Selama berminggu-minggu dan berbulan-bulan, pos-pos terdepan itu tumbuh dan sering kali pada akhirnya disahkan oleh pemerintah Israel. Para pemukim membangun rumah, bisnis, sekolah, dan jalan untuk menampung ratusan dan akhirnya ribuan keluarga Yahudi. Di desa-desa Palestina, yang terjadi adalah sebaliknya. Sekolah-sekolah ditutup, petani terputus dari tanah mereka, dan rumah-rumah dihancurkan.
Rumah-rumah Badui yang hancur di dekat Al Mughayir.
Kampanye itu dimulai dengan sungguh-sungguh setelah Perdana Menteri Benjamin Netanyahu kembali berkuasa pada 2022 dan meningkat setelah perang dimulai.

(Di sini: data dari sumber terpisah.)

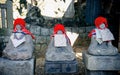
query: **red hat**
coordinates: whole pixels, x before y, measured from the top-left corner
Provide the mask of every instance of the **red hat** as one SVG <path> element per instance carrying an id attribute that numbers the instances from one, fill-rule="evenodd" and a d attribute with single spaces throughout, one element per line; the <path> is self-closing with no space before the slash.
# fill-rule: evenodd
<path id="1" fill-rule="evenodd" d="M 63 34 L 65 34 L 65 27 L 62 24 L 56 24 L 54 27 L 54 34 L 56 34 L 59 30 L 61 30 L 63 32 Z"/>
<path id="2" fill-rule="evenodd" d="M 100 17 L 97 17 L 95 19 L 95 26 L 100 29 L 100 24 L 104 23 L 105 24 L 105 27 L 107 28 L 108 27 L 108 23 L 107 23 L 107 19 L 100 16 Z"/>
<path id="3" fill-rule="evenodd" d="M 31 35 L 31 37 L 32 37 L 33 39 L 35 38 L 35 37 L 33 36 L 33 34 L 32 34 L 29 30 L 27 30 L 27 29 L 25 28 L 26 22 L 24 21 L 24 19 L 22 19 L 22 18 L 17 18 L 17 19 L 14 20 L 13 32 L 17 32 L 16 25 L 20 25 L 20 26 L 21 26 L 21 30 L 22 30 L 24 33 Z"/>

Pada 2024 dan 2025, warga Israel membangun sekitar 130 pos terdepan baru, lebih banyak dari jumlah yang dibangun dalam dua dekade sebelumnya, menurut Peace Now, sebuah kelompok aktivis Israel yang melacak ekspansi pemukiman.
Penghapusan
Sisi lain dari pembangunan adalah kehancuran.
Di seantero Tepi Barat, para pemukim dan militer meratakan lebih dari 1.500 struktur Palestina pada 2025 — dua kali lipat rata-rata tahunan dalam dekade sebelum perang.
Pembongkaran sebuah komunitas Palestina yang telah lama berdiri, East Muarrajat, dimulai tidak lama setelah serangan pemukim. Pada 3 Juli, para pemukim, dibantu oleh anggota militer Israel, menyisir rumah demi rumah di desa tempat keluarga-keluarga Badui telah tinggal selama beberapa generasi di perbukitan pasir putih Lembah Yordan, tepat di utara Yerikho.
Para penduduk, yang telah bertahun-tahun mengalami pelecehan, memutuskan malam itu untuk meninggalkan rumah mereka di tengah malam ketika puluhan pemukim bermasker, banyak yang tampak mabuk, muncul dengan ATV roda empat. Beberapa mengacungkan senjata api saat mereka melaju melintasi desa dengan kendaraan itu dan mengelilingi perempuan serta anak-anak yang menangis.